Japanese company Kokuyo took over Camlin a year ago. Mitsubishi Pencil recently took a 13.5 per cent stake in Linc Pens which has been distributing its Uniball pen for years. French group BIC had picked up 40 per cent stake in Cello Pens a few years ago. (The case went into arbitration as Cello wanted to reverse the agreement). Staedtler, Faber Castell, Maped, Crayola are present in India either through joint ventures, acquisitions or distribution arrangements. Luxury brands such as Mont Blanc are also present.
Stationery is as much an object of desire as any other consumer goods, says Mr. Das. There are an estimated 250 million students studying in 1.5 million schools in India, he adds.

ITC has been adding higher priced products to its brand of Classmate notebooks to meet “new-age consumer requirements”. Called Stripes, they are at a premium of 20-25 per cent to the plain vanilla range. This ‘premiumisation’ is part of a larger move at ITC where it is now the mantra across all its businesses, including foods, personal care and apparel, he adds.
Design oriented
The premium thrust extends to pens, pencils, geometry boxes and art stationery. Even its Paperkraft brand of notebooks, for executives, is being enhanced with a ‘Signature’ series which is heavy on design.

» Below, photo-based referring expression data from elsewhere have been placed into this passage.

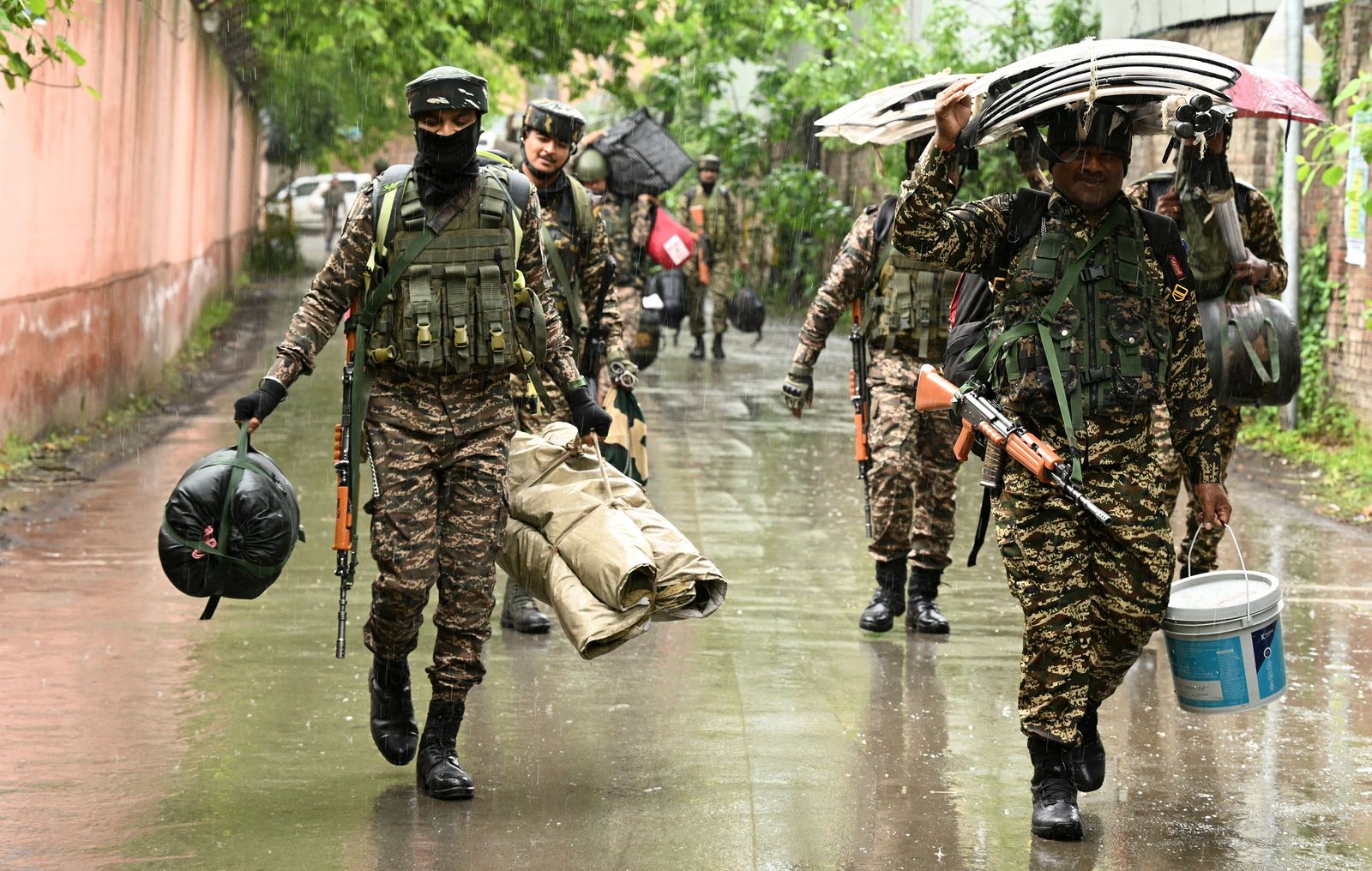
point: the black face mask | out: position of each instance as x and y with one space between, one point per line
445 164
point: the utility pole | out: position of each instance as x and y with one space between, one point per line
1290 187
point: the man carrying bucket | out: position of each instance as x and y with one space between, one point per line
1122 335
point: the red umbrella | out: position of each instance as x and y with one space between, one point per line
1261 93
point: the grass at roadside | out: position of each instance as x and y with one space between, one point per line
1341 456
18 454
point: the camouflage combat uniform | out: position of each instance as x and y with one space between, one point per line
1091 597
560 221
438 446
1262 237
912 453
722 231
629 231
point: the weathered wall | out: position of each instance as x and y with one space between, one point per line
127 212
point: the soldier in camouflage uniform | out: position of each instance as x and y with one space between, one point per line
1266 271
1091 596
439 417
578 255
724 243
629 225
905 306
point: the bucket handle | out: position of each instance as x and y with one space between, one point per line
1248 598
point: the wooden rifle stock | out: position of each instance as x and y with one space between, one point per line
858 391
346 493
935 393
1026 449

The stationery market is estimated at Rs 10,000 crore in consumer spend, of which manufacturers retain about 60 per cent, says Mr Das. Only 30 per cent of the notebooks business is branded. ITC claims the largest share, of 15 per cent.

The other big players are Navneet Publications and Ballarpur Industries. Eighty per cent of the pencils business is branded. Hindustan Pencils, with its Nataraj and Apsara brands accounts for 60-65 per cent of the market. Seventy per cent of the pens market is branded.
ITC expects its business to grow at a CAGR of 25 per cent over the next five years, as against the industry, which it sees growing at 10 per cent.